3. The projection apparatus as claimed in claim 1, wherein the color filter further comprises an anti-reflection coating disposed on a second surface of the transparent substrate, and the second surface is opposite to the first surface.

4. The projection apparatus as claimed in claim 1, wherein the filter patterns comprise inorganic material.

5. The projection apparatus as claimed in claim 1, wherein the filter patterns comprise a plurality of stacked dichroic films or pigment material.

6. The projection apparatus as claimed in claim 1, wherein each of the filter patterns and each of the pixels are similar figures.

7. The projection apparatus as claimed in claim 6, wherein the illumination system further has a condenser disposed between the color filter and the reflective light valve, and the condenser is suitable for focusing the lights passed through the filter patterns of the color filter onto the corresponding pixels.

8. The projection apparatus as claimed in claim 1 further comprising a beam splitter disposed between the color filter, the reflective light valve, and the projection lens.

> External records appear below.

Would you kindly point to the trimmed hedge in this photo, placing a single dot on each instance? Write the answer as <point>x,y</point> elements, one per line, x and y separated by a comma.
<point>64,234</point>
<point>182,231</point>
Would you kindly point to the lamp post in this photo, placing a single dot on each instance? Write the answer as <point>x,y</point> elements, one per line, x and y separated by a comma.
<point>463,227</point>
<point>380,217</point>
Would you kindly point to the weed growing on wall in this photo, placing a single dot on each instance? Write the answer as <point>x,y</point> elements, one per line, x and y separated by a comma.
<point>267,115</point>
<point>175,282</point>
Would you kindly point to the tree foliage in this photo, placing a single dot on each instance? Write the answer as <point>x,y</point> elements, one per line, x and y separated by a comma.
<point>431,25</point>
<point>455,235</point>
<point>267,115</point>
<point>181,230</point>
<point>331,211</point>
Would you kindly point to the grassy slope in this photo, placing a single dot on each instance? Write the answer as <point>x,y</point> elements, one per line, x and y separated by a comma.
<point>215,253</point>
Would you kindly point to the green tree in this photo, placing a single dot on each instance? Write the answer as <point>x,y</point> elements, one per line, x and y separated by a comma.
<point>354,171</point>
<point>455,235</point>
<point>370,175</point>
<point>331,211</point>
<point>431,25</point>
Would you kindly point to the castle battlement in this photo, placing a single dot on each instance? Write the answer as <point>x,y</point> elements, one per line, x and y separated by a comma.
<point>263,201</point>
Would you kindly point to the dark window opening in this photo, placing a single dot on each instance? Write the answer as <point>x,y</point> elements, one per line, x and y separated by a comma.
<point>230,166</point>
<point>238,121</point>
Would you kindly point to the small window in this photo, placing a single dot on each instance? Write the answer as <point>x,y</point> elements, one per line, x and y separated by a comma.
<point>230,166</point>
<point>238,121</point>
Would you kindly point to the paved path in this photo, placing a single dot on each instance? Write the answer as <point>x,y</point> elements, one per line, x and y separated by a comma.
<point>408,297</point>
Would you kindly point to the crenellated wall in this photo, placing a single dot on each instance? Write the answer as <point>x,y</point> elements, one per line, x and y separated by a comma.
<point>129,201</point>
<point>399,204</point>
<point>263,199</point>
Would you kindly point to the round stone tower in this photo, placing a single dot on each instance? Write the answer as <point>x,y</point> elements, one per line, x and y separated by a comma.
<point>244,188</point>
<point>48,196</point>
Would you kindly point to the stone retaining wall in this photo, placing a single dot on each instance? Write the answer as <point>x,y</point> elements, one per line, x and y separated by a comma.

9. The projection apparatus as claimed in claim 1, wherein the reflective light valve comprises digital micro-mirror device or liquid crystal on silicon panel.

10. A projection apparatus, comprising:

a projection lens, disposed on the transmission path of the image;

a color filter, disposed between the reflective light valve and the projection lens and on the transmission path of the image, wherein the color filter comprises:

a transparent substrate; and

a color filter array, disposed on a first surface of the transparent substrate, the color filter array comprising a plurality of filter patterns, each of the filter patterns corresponding to one of the pixels, respectively.

11. The projection apparatus as claimed in claim 10, wherein the filter patterns comprise a plurality of first color filter patterns, a plurality of second color filter patterns, and a plurality of third color filter patterns.

12. The projection apparatus as claimed in claim 10, wherein the color filter further comprises an anti-reflection coating disposed on a second surface of the transparent substrate, and the second surface is opposite to the first surface.

13. The projection apparatus as claimed in claim 10, wherein the filter patterns comprise inorganic material.

14. The projection apparatus as claimed in claim 10, wherein the filter patterns comprise a plurality of stacked dichroic films or pigment material.

15. The projection apparatus as claimed in claim 10, wherein the reflective light valve comprises digital micro-mirror device or liquid crystal on silicon panel.